Through her son, the woman has sued the owners of the adjoining four-bedroom house over what she claims is unauthorised development that is causing damage to her property.
The woman no longer lives in her house since she moved to a nursing home, the court heard.
Her counsel, Eoin Clifford SC, with Mark O’Connell BL, said the neighbours at the adjoining property obtained two previous planning permissions to carry out other works, including the demolition of a single-storey rear extension to the property. However, this “did not provide for demolition of the entire property”, which allegedly occurred last December, and has left his client’s party wall - the wall shared between neighbours - “completely exposed”, he told the High Court on Wednesday.
Prior to this the neighbours had a good rapport, but relations have since broken down, said Mr Clifford.
An engineer who inspected the premises said in a report that he believed the demolition was not authorised and was, therefore, unlawful. There is a strong likelihood it has caused “significant structural damage” to the woman’s adjoining home, he said.
The engineer said he observed cracks on the front and back walls of the woman’s property, as well as cracks around windows, indoor ceilings, and party wall.
From a return visit earlier this week, the engineer said he saw that the party wall has been exposed to the elements since last December without being coated with external plaster.

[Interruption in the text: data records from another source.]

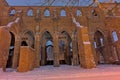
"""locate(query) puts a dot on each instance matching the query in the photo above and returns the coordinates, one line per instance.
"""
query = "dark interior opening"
(11, 51)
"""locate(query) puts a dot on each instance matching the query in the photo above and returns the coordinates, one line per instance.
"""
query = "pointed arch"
(46, 13)
(28, 37)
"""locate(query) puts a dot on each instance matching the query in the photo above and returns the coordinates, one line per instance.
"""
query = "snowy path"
(64, 72)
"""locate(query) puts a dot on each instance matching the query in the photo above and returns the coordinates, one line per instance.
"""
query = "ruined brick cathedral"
(34, 36)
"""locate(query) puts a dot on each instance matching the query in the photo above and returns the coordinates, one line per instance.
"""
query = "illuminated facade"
(56, 35)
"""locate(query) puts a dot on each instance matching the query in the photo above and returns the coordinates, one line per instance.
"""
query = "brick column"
(85, 49)
(16, 52)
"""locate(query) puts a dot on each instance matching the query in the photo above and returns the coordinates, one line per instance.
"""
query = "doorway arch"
(11, 51)
(65, 48)
(99, 46)
(47, 49)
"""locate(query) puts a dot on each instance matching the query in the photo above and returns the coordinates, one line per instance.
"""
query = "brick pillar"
(85, 49)
(16, 52)
(56, 50)
(37, 50)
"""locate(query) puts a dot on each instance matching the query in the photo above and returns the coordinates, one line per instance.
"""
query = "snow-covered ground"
(65, 72)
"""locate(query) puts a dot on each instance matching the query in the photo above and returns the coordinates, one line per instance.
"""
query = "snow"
(65, 72)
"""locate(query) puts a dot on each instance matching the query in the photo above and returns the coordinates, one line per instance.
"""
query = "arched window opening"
(63, 13)
(47, 13)
(94, 13)
(12, 12)
(99, 45)
(23, 43)
(62, 45)
(30, 12)
(79, 13)
(115, 37)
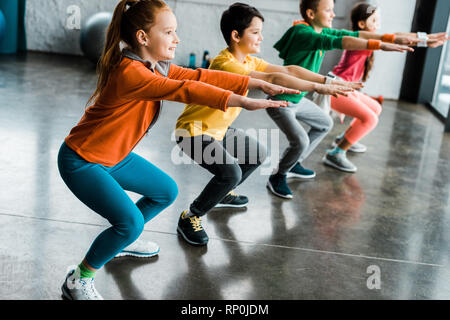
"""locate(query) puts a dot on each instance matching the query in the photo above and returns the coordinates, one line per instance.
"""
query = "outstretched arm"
(408, 38)
(352, 43)
(309, 76)
(288, 81)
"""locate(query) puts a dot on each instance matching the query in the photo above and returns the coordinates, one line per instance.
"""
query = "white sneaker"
(76, 288)
(140, 249)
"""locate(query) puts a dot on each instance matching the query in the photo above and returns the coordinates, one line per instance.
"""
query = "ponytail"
(361, 12)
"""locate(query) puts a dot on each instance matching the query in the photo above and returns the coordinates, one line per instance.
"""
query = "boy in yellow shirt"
(205, 135)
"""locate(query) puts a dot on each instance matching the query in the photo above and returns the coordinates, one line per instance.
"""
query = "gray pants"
(301, 143)
(231, 161)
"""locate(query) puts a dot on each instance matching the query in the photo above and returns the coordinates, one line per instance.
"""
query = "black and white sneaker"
(190, 228)
(233, 200)
(339, 161)
(76, 288)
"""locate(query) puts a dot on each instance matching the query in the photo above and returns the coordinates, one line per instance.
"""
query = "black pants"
(231, 161)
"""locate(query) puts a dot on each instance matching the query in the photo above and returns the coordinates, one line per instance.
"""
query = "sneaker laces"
(88, 287)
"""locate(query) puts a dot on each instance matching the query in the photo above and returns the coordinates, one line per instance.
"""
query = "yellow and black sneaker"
(232, 200)
(190, 228)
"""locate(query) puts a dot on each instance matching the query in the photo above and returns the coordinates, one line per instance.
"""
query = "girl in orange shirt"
(96, 160)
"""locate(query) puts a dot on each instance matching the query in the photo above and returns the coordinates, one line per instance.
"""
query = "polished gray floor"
(393, 215)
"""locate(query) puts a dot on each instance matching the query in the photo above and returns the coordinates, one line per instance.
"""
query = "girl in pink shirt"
(355, 66)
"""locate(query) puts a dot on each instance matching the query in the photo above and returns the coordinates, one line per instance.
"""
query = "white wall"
(199, 30)
(386, 77)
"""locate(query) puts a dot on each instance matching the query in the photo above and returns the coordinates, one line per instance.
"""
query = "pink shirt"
(352, 65)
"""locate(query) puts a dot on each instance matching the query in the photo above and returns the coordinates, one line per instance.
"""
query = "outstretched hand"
(352, 85)
(437, 39)
(273, 89)
(434, 39)
(334, 90)
(257, 104)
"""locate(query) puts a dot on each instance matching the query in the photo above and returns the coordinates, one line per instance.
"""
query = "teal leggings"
(103, 190)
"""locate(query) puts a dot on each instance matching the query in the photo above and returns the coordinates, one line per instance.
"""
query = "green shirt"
(301, 45)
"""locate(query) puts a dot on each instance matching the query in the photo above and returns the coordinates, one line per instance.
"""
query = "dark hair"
(129, 17)
(361, 12)
(305, 5)
(237, 17)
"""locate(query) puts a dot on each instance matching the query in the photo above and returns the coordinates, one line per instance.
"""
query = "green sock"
(85, 272)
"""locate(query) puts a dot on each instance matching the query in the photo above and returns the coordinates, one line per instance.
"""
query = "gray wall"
(198, 20)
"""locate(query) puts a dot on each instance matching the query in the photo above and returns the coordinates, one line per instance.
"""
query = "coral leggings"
(363, 109)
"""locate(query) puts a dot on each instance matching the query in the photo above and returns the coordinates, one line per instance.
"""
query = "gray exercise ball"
(93, 35)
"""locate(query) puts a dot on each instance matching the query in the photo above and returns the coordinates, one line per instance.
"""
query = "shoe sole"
(291, 175)
(334, 145)
(231, 205)
(136, 254)
(331, 164)
(269, 186)
(197, 244)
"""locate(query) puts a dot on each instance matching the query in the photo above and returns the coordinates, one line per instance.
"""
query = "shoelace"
(89, 288)
(196, 223)
(232, 193)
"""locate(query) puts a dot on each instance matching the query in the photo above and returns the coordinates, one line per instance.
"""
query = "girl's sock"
(85, 272)
(336, 151)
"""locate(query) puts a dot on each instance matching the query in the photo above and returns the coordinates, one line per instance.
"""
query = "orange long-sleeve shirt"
(130, 104)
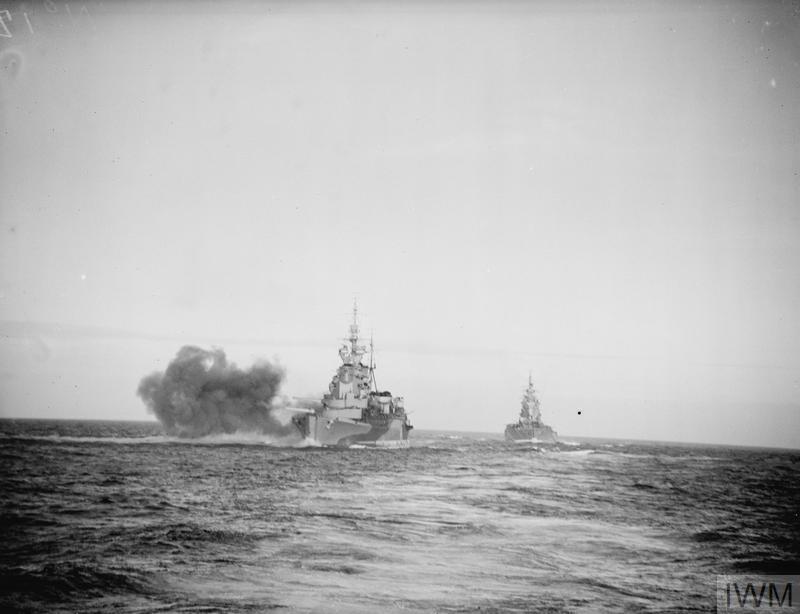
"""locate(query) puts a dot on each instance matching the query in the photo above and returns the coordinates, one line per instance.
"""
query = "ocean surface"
(114, 516)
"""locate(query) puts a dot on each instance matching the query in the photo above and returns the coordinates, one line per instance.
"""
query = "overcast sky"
(605, 194)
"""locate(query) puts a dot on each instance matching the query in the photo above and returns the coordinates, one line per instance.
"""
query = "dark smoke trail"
(201, 393)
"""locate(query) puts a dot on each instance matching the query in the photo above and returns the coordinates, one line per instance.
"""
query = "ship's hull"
(541, 433)
(326, 430)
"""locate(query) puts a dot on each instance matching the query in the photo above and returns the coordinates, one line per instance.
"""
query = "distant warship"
(530, 425)
(354, 411)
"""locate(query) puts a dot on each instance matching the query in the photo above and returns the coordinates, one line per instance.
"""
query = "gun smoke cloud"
(201, 393)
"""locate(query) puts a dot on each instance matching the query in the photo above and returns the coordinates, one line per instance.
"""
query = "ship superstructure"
(530, 425)
(354, 411)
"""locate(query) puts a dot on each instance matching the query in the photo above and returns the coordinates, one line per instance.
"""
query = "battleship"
(530, 426)
(354, 411)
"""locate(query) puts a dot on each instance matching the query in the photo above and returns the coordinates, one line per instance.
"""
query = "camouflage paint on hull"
(543, 433)
(330, 431)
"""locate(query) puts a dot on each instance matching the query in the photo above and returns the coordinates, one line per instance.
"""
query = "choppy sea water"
(101, 516)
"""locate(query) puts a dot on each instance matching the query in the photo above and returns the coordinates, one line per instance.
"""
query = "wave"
(238, 438)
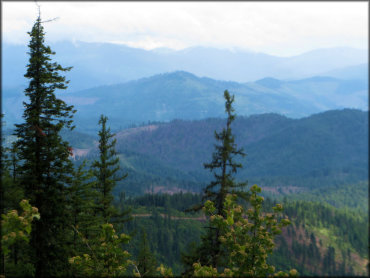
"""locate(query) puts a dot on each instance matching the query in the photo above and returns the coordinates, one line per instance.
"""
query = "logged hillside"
(327, 144)
(326, 149)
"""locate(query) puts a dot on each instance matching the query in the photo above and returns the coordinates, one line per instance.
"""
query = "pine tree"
(224, 167)
(105, 172)
(46, 167)
(81, 196)
(146, 262)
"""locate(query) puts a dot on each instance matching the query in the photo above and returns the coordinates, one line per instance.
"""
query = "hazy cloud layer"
(279, 28)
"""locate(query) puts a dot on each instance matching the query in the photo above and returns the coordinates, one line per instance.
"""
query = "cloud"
(282, 28)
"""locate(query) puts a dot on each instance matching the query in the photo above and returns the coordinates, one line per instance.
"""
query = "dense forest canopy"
(179, 197)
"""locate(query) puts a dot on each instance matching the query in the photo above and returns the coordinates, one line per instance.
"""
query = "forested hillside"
(184, 194)
(325, 149)
(328, 242)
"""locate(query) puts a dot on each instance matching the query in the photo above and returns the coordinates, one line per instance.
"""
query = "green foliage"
(224, 168)
(146, 262)
(15, 227)
(45, 168)
(81, 198)
(105, 171)
(106, 258)
(247, 237)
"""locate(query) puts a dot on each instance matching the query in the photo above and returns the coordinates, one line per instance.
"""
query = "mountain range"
(97, 64)
(325, 149)
(182, 95)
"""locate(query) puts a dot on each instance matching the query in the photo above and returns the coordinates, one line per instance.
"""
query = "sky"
(276, 28)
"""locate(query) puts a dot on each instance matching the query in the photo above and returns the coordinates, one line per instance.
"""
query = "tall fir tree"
(105, 171)
(46, 168)
(146, 262)
(81, 197)
(224, 167)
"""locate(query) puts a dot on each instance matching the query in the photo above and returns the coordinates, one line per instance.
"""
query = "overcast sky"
(277, 28)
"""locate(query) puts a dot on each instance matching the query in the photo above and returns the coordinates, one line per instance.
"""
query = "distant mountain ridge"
(97, 64)
(328, 148)
(182, 95)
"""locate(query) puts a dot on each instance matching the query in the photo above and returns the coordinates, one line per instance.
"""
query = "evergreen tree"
(105, 172)
(82, 204)
(247, 238)
(46, 167)
(146, 262)
(224, 167)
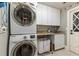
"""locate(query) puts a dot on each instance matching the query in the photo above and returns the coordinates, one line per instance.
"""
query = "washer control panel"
(32, 36)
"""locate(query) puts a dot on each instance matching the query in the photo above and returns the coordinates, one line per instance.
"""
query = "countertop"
(51, 33)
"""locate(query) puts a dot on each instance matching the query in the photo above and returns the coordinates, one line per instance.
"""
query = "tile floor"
(62, 52)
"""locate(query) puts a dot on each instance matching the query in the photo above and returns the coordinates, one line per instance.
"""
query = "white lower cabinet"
(40, 46)
(46, 45)
(43, 46)
(59, 41)
(47, 15)
(3, 44)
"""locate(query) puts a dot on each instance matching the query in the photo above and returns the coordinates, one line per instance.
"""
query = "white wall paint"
(3, 37)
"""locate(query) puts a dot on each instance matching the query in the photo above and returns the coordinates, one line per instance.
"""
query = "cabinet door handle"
(71, 31)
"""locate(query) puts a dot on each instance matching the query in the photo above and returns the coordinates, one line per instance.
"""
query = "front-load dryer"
(23, 45)
(22, 18)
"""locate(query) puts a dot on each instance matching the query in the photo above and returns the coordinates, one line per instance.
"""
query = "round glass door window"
(24, 15)
(24, 49)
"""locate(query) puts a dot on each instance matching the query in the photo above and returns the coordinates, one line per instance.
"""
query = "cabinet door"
(55, 17)
(49, 15)
(40, 46)
(59, 41)
(39, 14)
(44, 15)
(46, 45)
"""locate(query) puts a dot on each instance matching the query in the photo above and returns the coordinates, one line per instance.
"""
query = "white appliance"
(43, 45)
(59, 41)
(3, 40)
(22, 18)
(23, 45)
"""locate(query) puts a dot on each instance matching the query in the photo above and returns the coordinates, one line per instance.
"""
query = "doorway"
(73, 30)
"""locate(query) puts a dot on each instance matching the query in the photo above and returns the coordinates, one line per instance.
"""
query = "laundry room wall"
(63, 21)
(3, 33)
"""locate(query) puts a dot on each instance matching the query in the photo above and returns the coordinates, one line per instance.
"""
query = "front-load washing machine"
(22, 18)
(23, 45)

A comprehensive survey of the party wall and assessment of the extent of damage to the structure of the woman’s home is required, he said.
Observing photos of the dwelling, Mr Justice Charles Meenan said it appeared the whole house had been effectively demolished. It seems “on its face” this was not permitted, he said.
He noted he was dealing with the matter on an ex-parte basis, so the respondents were not present to counter the claims.
He granted an injunction restraining the respondents from carrying out continued works at the next-door site pending further order of the court.
The matter will return later this month.